It's not that hard to generate code that has a high degree of ILP in the arithmetic portions. Your big tool is loop unrolling combined with not reusing registers between iterations, which trades off higher register count for higher usable ILP. Here's an example of what I'm talking about. The code is just a naive loop that sums up the numbers in a buffer in serial.
Naive:
MOV $r9,BufferPointer
MOV $r10,BufferSize
MOV $r0,0
LOOP:
ADD $r0,$r0,[$r9]
ADD $r10,$r10,-4
ADD $r9,$r9,4
JPGZ $r10,LOOP
With loop unrolling (Assume size is divisible by 4).
MOV $r9,BufferPointer
MOV $r10,BufferSize
MOV $r0,0
LOOP:
ADD $r0,$r0,[$r9]
ADD $r0,$r0,[$r9+4]
ADD $r0,$r0,[$r9+8]
ADD $r0,$r0,[$r9+12]
ADD $r10,$r10,-16
ADD $r9,$r9,16
JPGZ $r10,LOOP
With loop unrolling and register optimization:
MOV $r9,BufferPointer
MOV $r10,BufferSize
MOV $r0,0
MOV $r1,0
MOV $r2,0
MOV $r3,0
LOOP:
ADD $r10,$r10,-16
ADD $r0,$r0,[$r9]
ADD $r1,$r1,[$r9+4]
ADD $r2,$r2,[$r9+8]
ADD $r3,$r3,[$r9+12]
ADD $r9,$r9,16
JPGZ $r10,LOOP
ADD $r0,$r0,$r1
ADD $r1,$r2,$r3
ADD $r0,$r0,$r1
Without any unrolling, we waste a lot of time updating pointers and counters. Unrolling fixes this, making most of the instructions inside the loop contribute to the actual computation. However, the repeated adds to $r0 generate read after write hazards, meaning the pipeline will stall before each one! To fix that, we split the accumulation to use 4 independent registers and reduce them at the end. This gets rid of all the RAW hazards between the adds. We also moved updating the loop counter to the top of the loop so that we avoid the read after write hazard on the jump comparison.

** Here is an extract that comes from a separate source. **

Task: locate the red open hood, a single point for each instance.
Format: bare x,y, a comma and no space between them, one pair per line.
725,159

Latencies between arithmetic instructions can be fairly easily avoided through this type of optimization, simply because they're so short. This is somewhat different on a superscalar CPU where instead of a 6 cycle dependency lasting 6 instructions, you have it last, say, 4*6 instructions due to having 4 parallel pipelines! Oh, and the pipelines are longer due to the high target clockspeeds. This is where OoO starts being relevant.
There is, of course, a pink elephant in the room: Memory transactions. When you suddenly have to cover a 200 cycle access to DRAM, trying to find other instructions to cover this is sketchy at best. Your best hope is that you have a really good cache system to prevent as many of these transactions as possible, or else have another handy thread to switch to.